The interior of the building was designed to be a first class department store for Young and McCombs.  According to a promotional booklet the store would carry “complete lines of  dry goods, hosiery, underwear, notions, hair goods, shoes for men, women and children, men’s furnishings, women’s, misses’ and children’s ready to wear garments, curtains, rugs, linoleums, trunks, suit cases, candies, cigars, drugs, optical goods, millinery, china, cut glass and the thousand things that go to make up a home furnishing department.”

Tucked away discreetly at the rear of the second story was a “ladies parlor with chairs, couches and a retiring room with washstands, mirrors, etc.”

The price for this high quality shopping experience?  An early newspaper ad featured linen stationery for 13 cents, 1,500 yards of taffeta and satin ribbon for 25 cents a yard, a 14 quart dish pan for 45 cents, and children’s coats for $3.98.

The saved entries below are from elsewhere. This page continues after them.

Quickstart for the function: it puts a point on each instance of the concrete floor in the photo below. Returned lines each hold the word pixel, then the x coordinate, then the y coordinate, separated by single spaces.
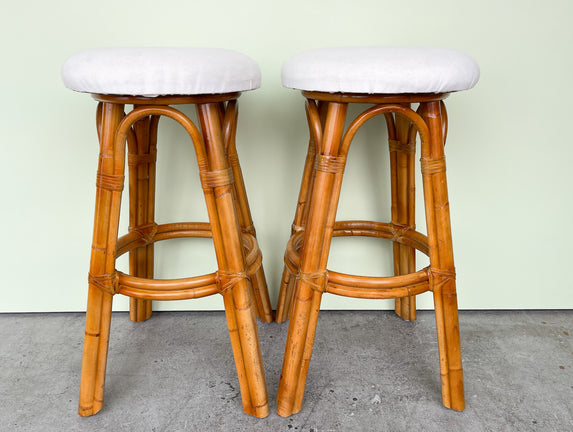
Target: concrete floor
pixel 370 372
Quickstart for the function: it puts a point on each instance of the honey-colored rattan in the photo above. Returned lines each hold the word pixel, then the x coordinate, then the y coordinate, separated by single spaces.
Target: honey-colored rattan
pixel 305 276
pixel 239 279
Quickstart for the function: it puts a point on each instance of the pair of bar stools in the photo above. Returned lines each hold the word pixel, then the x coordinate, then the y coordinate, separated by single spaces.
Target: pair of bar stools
pixel 153 79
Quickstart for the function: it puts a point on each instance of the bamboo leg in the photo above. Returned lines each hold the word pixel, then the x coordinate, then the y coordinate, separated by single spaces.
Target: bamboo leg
pixel 442 280
pixel 102 265
pixel 142 151
pixel 314 256
pixel 259 285
pixel 402 158
pixel 287 290
pixel 239 307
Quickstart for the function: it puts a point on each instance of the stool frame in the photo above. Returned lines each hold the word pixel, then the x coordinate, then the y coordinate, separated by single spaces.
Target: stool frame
pixel 240 277
pixel 306 278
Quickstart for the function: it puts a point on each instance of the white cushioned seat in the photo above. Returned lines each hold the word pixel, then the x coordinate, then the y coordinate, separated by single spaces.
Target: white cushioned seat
pixel 160 71
pixel 380 70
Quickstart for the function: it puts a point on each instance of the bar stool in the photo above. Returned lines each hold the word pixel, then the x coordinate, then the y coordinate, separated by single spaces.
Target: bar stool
pixel 391 79
pixel 153 79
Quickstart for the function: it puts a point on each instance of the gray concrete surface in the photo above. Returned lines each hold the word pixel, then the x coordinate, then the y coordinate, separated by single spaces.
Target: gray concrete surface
pixel 370 372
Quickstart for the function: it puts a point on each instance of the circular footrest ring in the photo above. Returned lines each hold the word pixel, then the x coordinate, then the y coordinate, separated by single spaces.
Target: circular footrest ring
pixel 366 286
pixel 177 289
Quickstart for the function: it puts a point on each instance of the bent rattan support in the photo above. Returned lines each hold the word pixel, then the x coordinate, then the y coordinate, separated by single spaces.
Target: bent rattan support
pixel 308 248
pixel 236 249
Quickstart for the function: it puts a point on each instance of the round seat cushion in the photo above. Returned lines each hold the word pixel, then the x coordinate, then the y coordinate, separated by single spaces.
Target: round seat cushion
pixel 160 71
pixel 380 70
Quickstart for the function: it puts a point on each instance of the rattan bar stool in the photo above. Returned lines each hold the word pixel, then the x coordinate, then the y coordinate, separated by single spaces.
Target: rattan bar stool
pixel 391 79
pixel 153 79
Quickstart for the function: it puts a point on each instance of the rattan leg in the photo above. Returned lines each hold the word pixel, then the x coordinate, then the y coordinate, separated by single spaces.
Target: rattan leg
pixel 142 155
pixel 286 293
pixel 258 281
pixel 442 280
pixel 287 289
pixel 402 158
pixel 311 279
pixel 102 266
pixel 219 190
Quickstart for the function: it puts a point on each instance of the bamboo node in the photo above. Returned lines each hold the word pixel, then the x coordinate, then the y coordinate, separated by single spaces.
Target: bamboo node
pixel 145 232
pixel 227 279
pixel 111 182
pixel 142 159
pixel 212 179
pixel 398 230
pixel 316 280
pixel 330 164
pixel 439 277
pixel 433 165
pixel 296 228
pixel 234 160
pixel 250 230
pixel 399 146
pixel 108 283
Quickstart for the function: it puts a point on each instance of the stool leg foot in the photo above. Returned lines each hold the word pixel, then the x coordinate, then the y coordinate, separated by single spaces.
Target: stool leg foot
pixel 442 280
pixel 234 284
pixel 312 279
pixel 402 160
pixel 102 266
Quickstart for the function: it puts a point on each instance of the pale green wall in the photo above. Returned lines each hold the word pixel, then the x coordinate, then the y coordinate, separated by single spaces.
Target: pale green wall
pixel 509 153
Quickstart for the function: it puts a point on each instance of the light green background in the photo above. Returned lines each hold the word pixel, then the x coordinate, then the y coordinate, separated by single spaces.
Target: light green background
pixel 509 149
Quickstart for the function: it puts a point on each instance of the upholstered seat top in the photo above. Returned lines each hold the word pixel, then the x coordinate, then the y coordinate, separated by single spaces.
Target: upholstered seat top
pixel 160 71
pixel 380 70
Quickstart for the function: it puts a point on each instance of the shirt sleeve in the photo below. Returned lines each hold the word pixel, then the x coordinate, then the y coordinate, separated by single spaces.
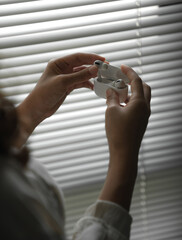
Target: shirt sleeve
pixel 103 220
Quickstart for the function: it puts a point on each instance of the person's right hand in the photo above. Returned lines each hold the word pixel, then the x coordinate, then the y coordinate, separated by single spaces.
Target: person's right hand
pixel 125 126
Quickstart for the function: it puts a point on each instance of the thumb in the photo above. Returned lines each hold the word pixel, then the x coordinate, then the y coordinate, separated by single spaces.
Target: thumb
pixel 84 75
pixel 112 98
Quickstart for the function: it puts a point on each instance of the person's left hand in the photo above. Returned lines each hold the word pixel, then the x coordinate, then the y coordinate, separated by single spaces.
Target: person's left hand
pixel 60 77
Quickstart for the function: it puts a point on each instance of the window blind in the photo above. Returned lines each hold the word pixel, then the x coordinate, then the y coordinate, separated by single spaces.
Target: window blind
pixel 145 34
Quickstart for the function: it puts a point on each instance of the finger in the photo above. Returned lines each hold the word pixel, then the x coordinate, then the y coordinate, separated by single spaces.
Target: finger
pixel 77 69
pixel 84 75
pixel 135 81
pixel 147 92
pixel 87 84
pixel 112 98
pixel 67 63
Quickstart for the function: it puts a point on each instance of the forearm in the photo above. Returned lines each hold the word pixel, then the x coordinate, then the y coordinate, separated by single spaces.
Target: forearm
pixel 120 180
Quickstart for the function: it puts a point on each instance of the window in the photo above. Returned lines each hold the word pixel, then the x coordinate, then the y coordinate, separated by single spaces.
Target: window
pixel 72 144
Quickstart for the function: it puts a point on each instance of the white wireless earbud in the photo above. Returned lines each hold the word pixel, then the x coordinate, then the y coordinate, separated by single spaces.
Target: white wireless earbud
pixel 110 77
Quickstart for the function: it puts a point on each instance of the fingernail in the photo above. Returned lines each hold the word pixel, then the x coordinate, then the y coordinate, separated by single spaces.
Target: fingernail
pixel 109 92
pixel 93 69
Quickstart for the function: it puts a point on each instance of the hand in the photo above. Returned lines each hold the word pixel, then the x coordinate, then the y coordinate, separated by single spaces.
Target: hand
pixel 125 127
pixel 60 77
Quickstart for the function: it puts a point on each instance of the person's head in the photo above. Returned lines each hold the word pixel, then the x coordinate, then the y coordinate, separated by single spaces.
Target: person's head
pixel 9 131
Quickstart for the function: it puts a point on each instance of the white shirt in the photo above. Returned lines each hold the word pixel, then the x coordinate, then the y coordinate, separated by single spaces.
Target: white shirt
pixel 32 207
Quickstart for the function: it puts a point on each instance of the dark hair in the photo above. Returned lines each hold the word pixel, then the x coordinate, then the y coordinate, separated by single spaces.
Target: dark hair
pixel 9 131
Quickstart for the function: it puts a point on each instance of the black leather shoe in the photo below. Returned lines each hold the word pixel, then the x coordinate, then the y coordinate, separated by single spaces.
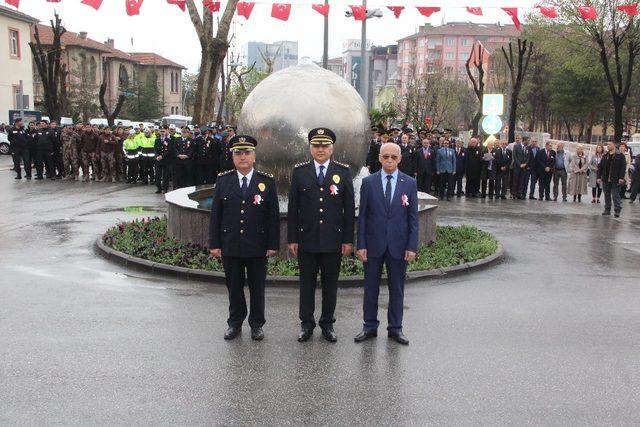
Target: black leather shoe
pixel 257 334
pixel 330 335
pixel 399 338
pixel 231 333
pixel 365 335
pixel 304 335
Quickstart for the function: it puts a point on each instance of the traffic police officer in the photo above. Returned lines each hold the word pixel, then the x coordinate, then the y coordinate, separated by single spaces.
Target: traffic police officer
pixel 321 220
pixel 244 230
pixel 19 145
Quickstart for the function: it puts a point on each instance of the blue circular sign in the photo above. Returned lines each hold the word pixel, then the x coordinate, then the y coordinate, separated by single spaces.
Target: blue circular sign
pixel 491 124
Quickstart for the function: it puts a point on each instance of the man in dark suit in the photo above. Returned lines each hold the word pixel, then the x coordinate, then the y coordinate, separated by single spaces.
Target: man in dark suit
pixel 425 165
pixel 503 162
pixel 545 160
pixel 461 167
pixel 519 166
pixel 387 235
pixel 244 230
pixel 321 221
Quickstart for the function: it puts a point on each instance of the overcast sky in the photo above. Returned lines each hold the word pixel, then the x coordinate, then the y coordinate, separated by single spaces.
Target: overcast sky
pixel 166 30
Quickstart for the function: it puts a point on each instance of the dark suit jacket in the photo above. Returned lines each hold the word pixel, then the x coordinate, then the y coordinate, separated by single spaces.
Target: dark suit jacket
pixel 244 226
pixel 321 218
pixel 394 228
pixel 425 166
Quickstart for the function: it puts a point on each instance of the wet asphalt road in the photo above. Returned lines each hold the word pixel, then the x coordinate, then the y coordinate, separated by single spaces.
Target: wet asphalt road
pixel 551 336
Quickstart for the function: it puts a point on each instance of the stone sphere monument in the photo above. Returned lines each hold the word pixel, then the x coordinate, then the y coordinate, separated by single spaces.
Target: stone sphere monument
pixel 285 106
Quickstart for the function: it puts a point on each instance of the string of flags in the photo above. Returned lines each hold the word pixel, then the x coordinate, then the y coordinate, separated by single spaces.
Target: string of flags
pixel 282 11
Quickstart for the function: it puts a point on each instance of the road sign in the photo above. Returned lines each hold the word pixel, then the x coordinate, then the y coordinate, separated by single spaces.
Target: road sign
pixel 491 124
pixel 492 104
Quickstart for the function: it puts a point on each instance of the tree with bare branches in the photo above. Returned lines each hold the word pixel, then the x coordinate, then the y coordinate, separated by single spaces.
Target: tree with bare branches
pixel 52 71
pixel 616 38
pixel 214 50
pixel 518 65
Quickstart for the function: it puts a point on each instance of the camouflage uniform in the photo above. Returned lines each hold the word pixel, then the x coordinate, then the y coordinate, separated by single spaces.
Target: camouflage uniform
pixel 108 145
pixel 70 152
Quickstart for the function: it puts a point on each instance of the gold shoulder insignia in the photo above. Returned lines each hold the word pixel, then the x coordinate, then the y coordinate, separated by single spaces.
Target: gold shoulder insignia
pixel 264 174
pixel 302 164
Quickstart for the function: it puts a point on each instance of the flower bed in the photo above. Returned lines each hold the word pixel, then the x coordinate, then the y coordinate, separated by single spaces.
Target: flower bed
pixel 147 239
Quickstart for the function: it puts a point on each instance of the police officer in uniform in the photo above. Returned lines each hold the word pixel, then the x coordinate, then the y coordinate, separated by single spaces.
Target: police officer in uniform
pixel 244 230
pixel 321 218
pixel 19 145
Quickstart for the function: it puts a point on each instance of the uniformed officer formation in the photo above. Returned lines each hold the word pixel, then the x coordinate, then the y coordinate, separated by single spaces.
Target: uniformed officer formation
pixel 244 232
pixel 164 156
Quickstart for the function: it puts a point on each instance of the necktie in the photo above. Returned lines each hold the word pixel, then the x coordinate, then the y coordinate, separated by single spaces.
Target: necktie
pixel 387 191
pixel 244 186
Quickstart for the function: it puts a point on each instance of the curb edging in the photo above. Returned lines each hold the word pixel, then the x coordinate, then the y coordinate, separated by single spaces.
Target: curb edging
pixel 184 273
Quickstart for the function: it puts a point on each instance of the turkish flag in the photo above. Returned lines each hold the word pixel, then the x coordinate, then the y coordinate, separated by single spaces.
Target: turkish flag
pixel 213 6
pixel 359 12
pixel 281 11
pixel 588 12
pixel 427 11
pixel 322 9
pixel 549 12
pixel 133 7
pixel 93 3
pixel 513 13
pixel 244 9
pixel 629 9
pixel 397 10
pixel 475 10
pixel 180 3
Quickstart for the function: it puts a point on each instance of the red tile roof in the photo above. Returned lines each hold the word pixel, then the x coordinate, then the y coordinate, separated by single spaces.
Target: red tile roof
pixel 70 38
pixel 149 58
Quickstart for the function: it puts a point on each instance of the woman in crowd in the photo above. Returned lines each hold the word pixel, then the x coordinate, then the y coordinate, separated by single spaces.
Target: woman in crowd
pixel 578 168
pixel 594 164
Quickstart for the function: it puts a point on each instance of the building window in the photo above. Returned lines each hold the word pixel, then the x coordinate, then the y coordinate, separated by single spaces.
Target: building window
pixel 14 43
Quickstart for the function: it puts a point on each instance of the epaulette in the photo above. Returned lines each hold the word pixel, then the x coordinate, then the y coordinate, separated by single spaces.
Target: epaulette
pixel 302 164
pixel 264 174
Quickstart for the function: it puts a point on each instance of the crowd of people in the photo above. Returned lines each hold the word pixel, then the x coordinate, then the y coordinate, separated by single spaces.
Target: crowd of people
pixel 163 155
pixel 444 167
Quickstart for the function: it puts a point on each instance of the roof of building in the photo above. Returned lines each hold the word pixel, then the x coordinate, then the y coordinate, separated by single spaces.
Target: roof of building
pixel 12 13
pixel 70 38
pixel 150 58
pixel 465 29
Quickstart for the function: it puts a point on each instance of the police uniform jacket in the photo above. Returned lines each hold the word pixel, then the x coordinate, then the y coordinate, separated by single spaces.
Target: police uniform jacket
pixel 18 139
pixel 245 227
pixel 321 217
pixel 183 146
pixel 164 147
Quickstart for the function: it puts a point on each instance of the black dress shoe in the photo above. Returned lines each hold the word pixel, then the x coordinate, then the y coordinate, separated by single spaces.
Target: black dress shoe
pixel 304 335
pixel 329 334
pixel 231 333
pixel 257 334
pixel 365 335
pixel 399 338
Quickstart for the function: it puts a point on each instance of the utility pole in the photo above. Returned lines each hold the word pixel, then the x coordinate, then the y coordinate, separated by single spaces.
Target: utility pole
pixel 325 52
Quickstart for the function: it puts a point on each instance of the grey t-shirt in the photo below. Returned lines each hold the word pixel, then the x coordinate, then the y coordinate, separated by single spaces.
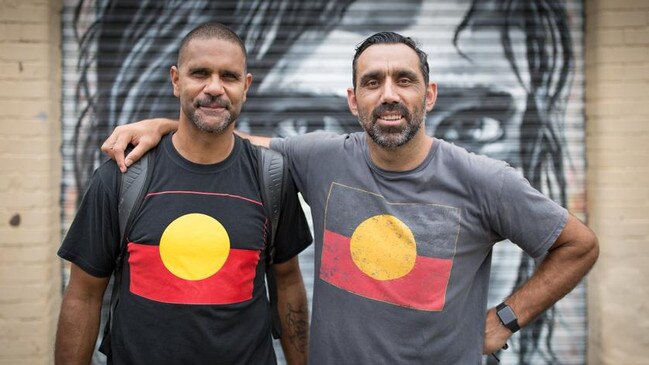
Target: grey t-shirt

But perhaps the most distinctive feature of the new store was the fact that it was operated on the CO-OPERATIVE plan.  The plan was to find 5,000 people who would become shareholders in the business.  Armed with a sense of ownership, the shareholders would become walking billboards for the great new establishment.  A share of stock cost $10.00 and would pay a dividend of 7 per cent per annum.  In addition, every stockholder would receive a special rebate of 5 per cent on every purchase.  Again, according to the promotional booklet, “you can afford to own at least one share of this stock, as we guarantee it to be the best paying investment you every made.”

It is not clear how well the Co-operative plan worked.  It is clear that Frank C. Young and William S. McCombs were successful businessmen.  Mr. Young came to Rock Island with his parents in 1876.  He began his working career as a clerk in the Mill Store while at the same time taking a college business course.  After running a successful grocery store for eight years, he sold that business and opened a notions store.

William McCombs grew up in Iowa, attended business college, and worked for several years in a family dry goods business.  He came to Rock Island to manage the dress and silk goods department of McCabe Brothers store, another successful clothier here in town.

 

The Young and McCombs partnership began in 1893, at Young’s store located at 1728 2nd Avenue.  It soon moved across the street to a larger building.  By 1897, the business expanded further to a “block” of stores at 1723-1727 2nd Avenue known as the Fries Building.  This new and modern store was reported to be the first outside Chicago to be equipped with a pneumatic tube system for cash transactions.  When a purchase was made, the cash was put in a carrier that traveled thru brass tubes to the business office.  In less than a minute the carrier would return thru the tube with the correct change and a receipt.

In less than ten years Young and McCombs needed even larger quarters.  Quiet negotiations with Mr. Best resulted in the investment of $135,000 in this grand new six story commercial building.  Young and McCombs moved their retail business into the lower stories.  Offices occupied the upper floors.  Young and McCombs continued as a department store at this location until the 1920’s.  Mr. Best continued his involvement with the company serving as president and treasurer of the store between 1917 and 1920.

The last department store to occupy the Best Building was Montgomery Wards, which closed in the mid 1970s.  The building was converted to an office complex and was called the Cleaveland Building, later, the Plaza Office Building and more recently the VanDerGinst Building.   From its prominent corner of 17th Street and 2nd Avenue, it continues to serve as a strong and beautiful anchor building in our downtown.   At the rear of the building, a 1992 mural of Black Hawk by Richard Haas stands guard over the river valley where the Sauk and Fox Indians once lived.

This article by Linda Anderson is slightly modified from the original, which appeared in the Rock Island Argus and Moline Dispatch on September 3, 2005.